Data collection procedure
There has been sparse research into apps for OHS&W, though apps for mental health and well-being have been studied [15,16,17]. In order to gain an overview, the first step was to develop a search strategy. We mapped OHS&W apps by searching the two major app outlets, Apple’s App Store and Google’s Google Play. We used the following keywords in both databases: work environment, occupational health, occupation, work environment authority, productivity, leader, safety representative, union representative, sick leave, safety, lift, pain, well-being, stress, and mental health. The search terms were selected based on in-depth knowledge of the Danish field of occupational health.
We used two smartphones (one iPhone running IOS and one OnePlus running Android operating system) for the search.
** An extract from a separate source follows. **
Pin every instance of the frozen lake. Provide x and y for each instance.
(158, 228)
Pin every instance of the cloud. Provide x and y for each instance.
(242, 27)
The two smartphones used had access to apps available through the Danish versions of the App Store and Google Play. The access we had through our Danish phones was limited to the apps available via the Danish version of the App Store and Google Play. Most likely, some apps were excluded due to this. Additionally, we searched in Google Play Store using a browser, a possibility that Apple’s App Store does not support. To search in Apple’s App Store using a browser, we used the homepage https://fnd.io/, a service that allowed us to adjust which national market edition of the App Store we wished to search. The search terms were in Danish; however, apps in English were also included if they appeared based on the search terms.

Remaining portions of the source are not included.